50 centrist lawmakers, part of the bipartisan House Problem Solvers Caucus, unveiled a $1.5 trillion plan in response to stalled negotiations over COVID-19 aid. The plan, called the “March to Common Ground” COVID stimulus framework, was designed to address the areas of testing, unemployment insurance, direct stimulus, worker and liability protection, small business and non-profit support, food security, schools and child care, housing, election support, and state and local aid. According to a press release, “the framework is designed for a six month horizon and through the next inauguration, except for state and local funding which extends for a full year.”
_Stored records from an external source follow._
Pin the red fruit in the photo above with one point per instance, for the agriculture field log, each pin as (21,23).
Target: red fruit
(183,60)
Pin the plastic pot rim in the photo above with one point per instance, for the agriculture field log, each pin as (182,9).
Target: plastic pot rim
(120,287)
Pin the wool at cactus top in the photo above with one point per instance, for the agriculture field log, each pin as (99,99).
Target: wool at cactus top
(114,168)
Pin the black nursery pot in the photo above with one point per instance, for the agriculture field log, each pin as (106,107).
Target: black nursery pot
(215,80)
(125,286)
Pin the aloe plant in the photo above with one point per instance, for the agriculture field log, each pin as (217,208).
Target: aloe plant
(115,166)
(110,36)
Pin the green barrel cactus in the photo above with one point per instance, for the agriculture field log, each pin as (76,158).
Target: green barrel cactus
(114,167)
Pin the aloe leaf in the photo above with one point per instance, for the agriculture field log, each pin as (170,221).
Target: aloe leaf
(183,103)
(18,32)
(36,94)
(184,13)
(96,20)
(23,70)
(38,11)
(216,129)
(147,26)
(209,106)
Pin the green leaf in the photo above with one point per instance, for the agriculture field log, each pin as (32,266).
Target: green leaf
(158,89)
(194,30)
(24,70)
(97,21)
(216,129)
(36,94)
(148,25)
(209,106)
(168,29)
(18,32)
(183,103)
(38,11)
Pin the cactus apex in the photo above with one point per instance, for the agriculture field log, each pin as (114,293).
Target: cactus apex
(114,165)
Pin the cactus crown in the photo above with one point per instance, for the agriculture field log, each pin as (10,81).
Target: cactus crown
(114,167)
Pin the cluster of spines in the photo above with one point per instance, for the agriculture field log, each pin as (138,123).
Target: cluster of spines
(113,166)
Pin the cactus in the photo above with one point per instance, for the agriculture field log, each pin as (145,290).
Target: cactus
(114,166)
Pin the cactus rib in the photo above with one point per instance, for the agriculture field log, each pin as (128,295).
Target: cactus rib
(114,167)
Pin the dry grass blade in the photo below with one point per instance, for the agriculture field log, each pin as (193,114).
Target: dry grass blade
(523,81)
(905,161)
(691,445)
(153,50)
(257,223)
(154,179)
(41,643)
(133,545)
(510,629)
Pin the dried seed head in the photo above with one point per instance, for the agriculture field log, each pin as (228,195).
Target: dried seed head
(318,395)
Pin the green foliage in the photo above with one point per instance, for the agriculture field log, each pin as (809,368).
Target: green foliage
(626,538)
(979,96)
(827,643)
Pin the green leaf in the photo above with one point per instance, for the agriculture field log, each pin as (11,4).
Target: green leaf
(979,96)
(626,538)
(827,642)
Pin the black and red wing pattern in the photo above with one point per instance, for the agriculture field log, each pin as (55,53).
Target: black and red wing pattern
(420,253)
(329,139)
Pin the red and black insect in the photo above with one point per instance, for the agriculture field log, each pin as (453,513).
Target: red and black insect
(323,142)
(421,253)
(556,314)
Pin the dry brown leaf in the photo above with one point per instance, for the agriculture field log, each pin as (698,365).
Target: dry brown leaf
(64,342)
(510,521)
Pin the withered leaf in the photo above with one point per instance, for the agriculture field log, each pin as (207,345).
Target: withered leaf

Several key GCP priorities are included in the framework, including:
- $240 billion for Paycheck Protection Program loans that have flexible use and simplified forgiveness processes
- Including $11 billion for CDFIs and $17 billion for small and community banks
- $15 billion for flexible and immediate support for childcare providers and $100 billion for virtual, hybrid, and in-person K-12 schooling
- $12 billion for broadband hot spots in underserved communities
- Protections for businesses which follow enhanced OSHA guidelines
Beyond these priorities, GCP advocated for a PPP set-aside for entities employing 10 or fewer employees, expanded eligibility for PPP, funding for E-Rate support to enhance the digital classroom, and a monthly benefit for broadband services for households and businesses that meet certain eligibility criteria (which could bolster resources for broadband adoption in Cleveland). In addition, GCP and our region believe providing a long-term or permanent extension of the New Markets Tax Credit program should be included in any future relief/stimulus package. Increasing this program’s allocations to accelerate economic recovery is critical.
GCP continues to advocate that these priorities be included in any potential stimulus package.